Бобров сдал документы в бухгалтерию, получил тут же причитающиеся ему деньги. Сумма была достаточно внушительной, что не могло не радовать. И он решил, что завтра же купит роскошный подарок для Марии. Прав был кадровик в министерстве, когда говорил про французские духи. Таким советом пренебрегать не стоило.
Он вошёл в маленькую гостиницу, по-домашнему уютную и очень опрятную, протянул свои бумаги портье.
– Вы будете жить в тридцать втором номере, вам уже дали ключ? Отлично, номер уютный, вам там понравится. Как вас зовут?
– Всеволод Константинович Бобров, – улыбнулся он её и протянул свой загранпаспорт и служебное удостоверение. Он продолжал улыбаться, пока она там что-то заполняла.
«Номер уютный, вам там понравится»…ещё бы, ведь он никогда ещё не жил в отелях. Да ему понравилось бы даже в будке посольской собачки…
– Очень приятно, Всеволод Константинович. Меня зовут Надежда Гавриловна Владимирова. Если у вас возникнут какие-либо проблемы, то милости просим, я всегда здесь и к вашим услугам. Не стесняйтесь. Здесь все свои, мы живём одной советской семьёй.
Сева опять улыбнулся про себя, живут одной советской семьёй, скучают по родине, но на родину не спешат. Предпочитают скучать по ней на очень большом расстоянии.
–… так сказать сплочённой колонией – продолжала она. – Вы москвич, Всеволод Константинович или из Ленинграда? Здесь много ваших земляков.
– Нет, Надежда Гавриловна, вынужден разочаровать вас. Я родился и вырос в Ярославской области. Учился в Москве и вот, попал сюда к вам, по распределению, после окончания институтской практики.
Её улыбающееся лицо ясно давало понять, что она ценит его шутку.

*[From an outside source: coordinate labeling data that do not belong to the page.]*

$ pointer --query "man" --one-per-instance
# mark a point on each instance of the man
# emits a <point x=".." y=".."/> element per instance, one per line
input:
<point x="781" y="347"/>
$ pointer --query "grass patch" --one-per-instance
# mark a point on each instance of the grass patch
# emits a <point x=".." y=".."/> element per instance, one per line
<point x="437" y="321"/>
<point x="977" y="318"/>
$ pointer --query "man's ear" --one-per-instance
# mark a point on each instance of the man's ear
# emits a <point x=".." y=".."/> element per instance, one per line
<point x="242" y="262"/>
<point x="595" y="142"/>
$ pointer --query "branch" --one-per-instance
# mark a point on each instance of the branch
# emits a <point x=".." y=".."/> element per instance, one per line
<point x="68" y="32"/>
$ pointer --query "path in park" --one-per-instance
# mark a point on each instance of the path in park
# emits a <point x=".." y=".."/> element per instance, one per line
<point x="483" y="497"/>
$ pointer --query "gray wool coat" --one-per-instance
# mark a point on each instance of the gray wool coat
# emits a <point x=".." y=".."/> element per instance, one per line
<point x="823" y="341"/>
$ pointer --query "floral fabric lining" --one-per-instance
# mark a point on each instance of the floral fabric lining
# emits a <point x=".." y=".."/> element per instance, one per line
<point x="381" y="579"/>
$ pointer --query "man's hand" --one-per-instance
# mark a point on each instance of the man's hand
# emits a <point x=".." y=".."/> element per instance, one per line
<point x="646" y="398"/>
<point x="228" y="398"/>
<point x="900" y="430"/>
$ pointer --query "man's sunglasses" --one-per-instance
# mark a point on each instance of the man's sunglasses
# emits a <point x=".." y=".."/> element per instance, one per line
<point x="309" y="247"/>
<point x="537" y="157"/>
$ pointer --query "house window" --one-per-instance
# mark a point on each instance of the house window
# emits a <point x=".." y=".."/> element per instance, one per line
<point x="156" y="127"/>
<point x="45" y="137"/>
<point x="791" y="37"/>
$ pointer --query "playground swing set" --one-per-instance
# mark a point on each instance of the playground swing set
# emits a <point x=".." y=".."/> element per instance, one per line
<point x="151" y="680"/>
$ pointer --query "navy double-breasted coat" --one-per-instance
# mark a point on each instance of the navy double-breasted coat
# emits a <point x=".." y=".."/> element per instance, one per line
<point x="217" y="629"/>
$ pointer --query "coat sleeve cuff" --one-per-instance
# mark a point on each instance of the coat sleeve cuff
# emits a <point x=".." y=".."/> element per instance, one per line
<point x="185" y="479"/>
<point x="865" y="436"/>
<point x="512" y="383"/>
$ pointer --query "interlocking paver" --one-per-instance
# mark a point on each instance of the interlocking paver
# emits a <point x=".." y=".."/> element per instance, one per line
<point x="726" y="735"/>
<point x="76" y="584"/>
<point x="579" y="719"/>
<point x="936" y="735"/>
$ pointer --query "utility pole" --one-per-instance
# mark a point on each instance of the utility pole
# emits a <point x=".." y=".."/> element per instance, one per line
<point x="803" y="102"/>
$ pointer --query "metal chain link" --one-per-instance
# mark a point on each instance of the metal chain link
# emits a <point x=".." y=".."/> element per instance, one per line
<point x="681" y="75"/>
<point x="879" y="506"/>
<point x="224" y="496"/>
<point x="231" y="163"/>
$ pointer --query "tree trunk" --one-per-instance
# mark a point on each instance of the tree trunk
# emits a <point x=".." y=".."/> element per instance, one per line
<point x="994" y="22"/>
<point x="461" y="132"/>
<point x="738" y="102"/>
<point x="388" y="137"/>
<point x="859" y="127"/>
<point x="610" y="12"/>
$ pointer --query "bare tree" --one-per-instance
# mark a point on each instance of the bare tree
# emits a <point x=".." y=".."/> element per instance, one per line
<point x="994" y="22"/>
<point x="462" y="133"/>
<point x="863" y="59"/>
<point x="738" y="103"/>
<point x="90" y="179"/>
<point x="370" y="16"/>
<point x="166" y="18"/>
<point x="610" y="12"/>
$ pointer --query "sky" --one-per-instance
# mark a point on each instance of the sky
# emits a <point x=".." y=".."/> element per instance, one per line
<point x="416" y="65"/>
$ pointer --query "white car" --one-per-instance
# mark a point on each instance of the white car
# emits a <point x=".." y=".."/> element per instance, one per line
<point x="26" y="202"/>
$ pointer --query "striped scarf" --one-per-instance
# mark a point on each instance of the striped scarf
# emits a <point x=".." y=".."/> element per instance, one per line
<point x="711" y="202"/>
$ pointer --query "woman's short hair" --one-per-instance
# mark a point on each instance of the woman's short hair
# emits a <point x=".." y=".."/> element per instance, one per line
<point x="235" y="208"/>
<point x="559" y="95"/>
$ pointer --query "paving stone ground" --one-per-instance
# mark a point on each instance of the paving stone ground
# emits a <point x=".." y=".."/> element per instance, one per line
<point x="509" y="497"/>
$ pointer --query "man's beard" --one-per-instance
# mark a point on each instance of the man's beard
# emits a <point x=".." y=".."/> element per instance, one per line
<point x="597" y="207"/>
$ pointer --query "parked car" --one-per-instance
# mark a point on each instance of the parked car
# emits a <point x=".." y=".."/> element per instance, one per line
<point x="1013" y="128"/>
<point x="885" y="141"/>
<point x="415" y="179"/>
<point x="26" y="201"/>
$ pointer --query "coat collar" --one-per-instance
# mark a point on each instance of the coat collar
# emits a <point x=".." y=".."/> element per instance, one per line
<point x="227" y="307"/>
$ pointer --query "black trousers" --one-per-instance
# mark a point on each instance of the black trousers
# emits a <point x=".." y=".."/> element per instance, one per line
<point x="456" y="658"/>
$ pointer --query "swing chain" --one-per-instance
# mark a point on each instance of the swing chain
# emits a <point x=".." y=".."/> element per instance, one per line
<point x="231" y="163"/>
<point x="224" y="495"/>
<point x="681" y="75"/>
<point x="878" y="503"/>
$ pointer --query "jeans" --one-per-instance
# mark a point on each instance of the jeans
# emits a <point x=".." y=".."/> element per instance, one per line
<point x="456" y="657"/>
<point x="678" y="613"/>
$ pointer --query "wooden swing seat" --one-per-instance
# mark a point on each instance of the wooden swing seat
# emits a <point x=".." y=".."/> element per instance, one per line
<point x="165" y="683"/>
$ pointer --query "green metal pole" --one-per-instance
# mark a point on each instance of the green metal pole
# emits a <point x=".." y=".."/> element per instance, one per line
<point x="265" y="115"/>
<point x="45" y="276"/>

– Надо же, Всеволод Константинович, а вы вытянули счастливый билет. Идите, отдыхайте. Вы же с дороги. Наша столовая работает до двадцати трёх часов, для сотрудников открыт кредит, деньги будут списывать с вашей карточки. Это очень удобно. Распишитесь вот здесь,– она протянула ему твёрдый бланк из картона зелёного цвета, – я передам её метрдотелю. Когда будете делать заказ, просто покажите её или назовите себя.
– Благодарю вас.
Не спеша, он поднялся в свой номер. Тот, действительно, оказался очень уютным и опрятным. Он состоял из небольшой спальни, окна которой выходили во двор представительства, большой гостиной, ванной и маленькой кухни. На столике стояли ваза с цветами, бутылка вина и одно большое зелёное яблоко.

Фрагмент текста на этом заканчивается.